Female nude mice have their right flank subcutaneously implanted with exponentially growing BxPC3 tumor cells (10×10⁶ cells/mouse) cultivated in cell culture. Mice with tumors measuring less than 200 mm³ are randomly assigned to one of eight treatment groups sixteen days post-implantation. The animals are given the compound at 50 or 150 mg/kg, b.i.d., for 21 days along with a vehicle (0.5% hydoxypropylmethylcellulose, 0.1% Tween 80 in water, pH 4.8). Using calipers, the tumor volume is measured twice a week and computed. When the dosage is finished, the results are expressed as a percent inhibition, or 100[1-(average growth of the drug-treated population)/(average growth of the vehicle-treated control population)]. In statistical analysis, the two-tailed t test is employed.
Pharmacokinetic Studies[1]
All studies were conducted after review by the Institutional Animal Care and Use Committee at GSK and in accordance with the GSK Policy on the Care, Welfare and Treatment of Laboratory Animals. Pharmacokinetics were studied in male Sprague–Dawley rats, male beagle dogs, and/or male CD-1 mice following single intravenous and/or oral administration. Absolute oral bioavailability was estimated using a crossover study design (n of 2 or 3), unless otherwise indicated. Blood samples were assayed using protein precipitation followed by LC/MS/MS analysis, and the resulting concentration–time data were analyzed by noncompartmental methods (WinNonlin Professional, version 4.1).[1]
BxPC3 Human Pancreatic Xenograft Model[1]

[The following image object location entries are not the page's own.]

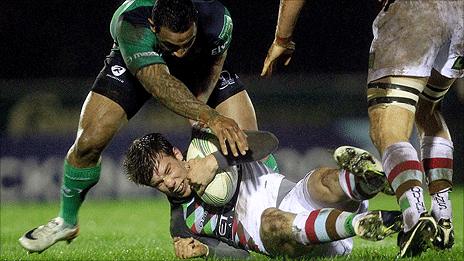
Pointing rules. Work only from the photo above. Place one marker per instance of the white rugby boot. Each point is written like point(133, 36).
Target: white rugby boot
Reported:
point(43, 237)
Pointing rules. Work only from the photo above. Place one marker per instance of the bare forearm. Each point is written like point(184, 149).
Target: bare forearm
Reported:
point(172, 93)
point(212, 77)
point(289, 11)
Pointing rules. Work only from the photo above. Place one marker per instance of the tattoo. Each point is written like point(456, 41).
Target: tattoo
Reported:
point(171, 92)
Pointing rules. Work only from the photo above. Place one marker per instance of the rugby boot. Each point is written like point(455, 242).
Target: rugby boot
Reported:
point(445, 235)
point(419, 238)
point(378, 224)
point(43, 237)
point(365, 167)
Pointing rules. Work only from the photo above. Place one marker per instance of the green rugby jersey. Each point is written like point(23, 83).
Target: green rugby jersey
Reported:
point(132, 35)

All studies were conducted after review by the Institutional Animal Care and Use Committee at GSK and in accordance with the GSK Policy on the Care, Welfare and Treatment of Laboratory Animals. Exponentially growing BxPC3 tumor cells (10 × 106 cells/mouse) from cell culture were implanted subcutaneously into the right flank of female nude mice (Charles River). Sixteen days after implantation, mice with ∼200 mm3 tumors were randomized into various treatment groups (n = 8 mice/group). Animals were orally treated with vehicle (0.5% hydoxypropylmethylcellulose, 0.1% Tween 80 in water, pH 4.8), compound 38 at 50 or 150 mg/kg, b.i.d. for 21 days. Tumor volume was measured twice weekly with calipers and calculated using the following equation: tumor volume (mm3) = (length × width)2/2. Results are represented as percent inhibition on completion of dosing, which is 100[1 – (average growth of drug-treated population)/(average growth of vehicle-treated control population)]. Statistical analysis was performed using a two-tailed t test.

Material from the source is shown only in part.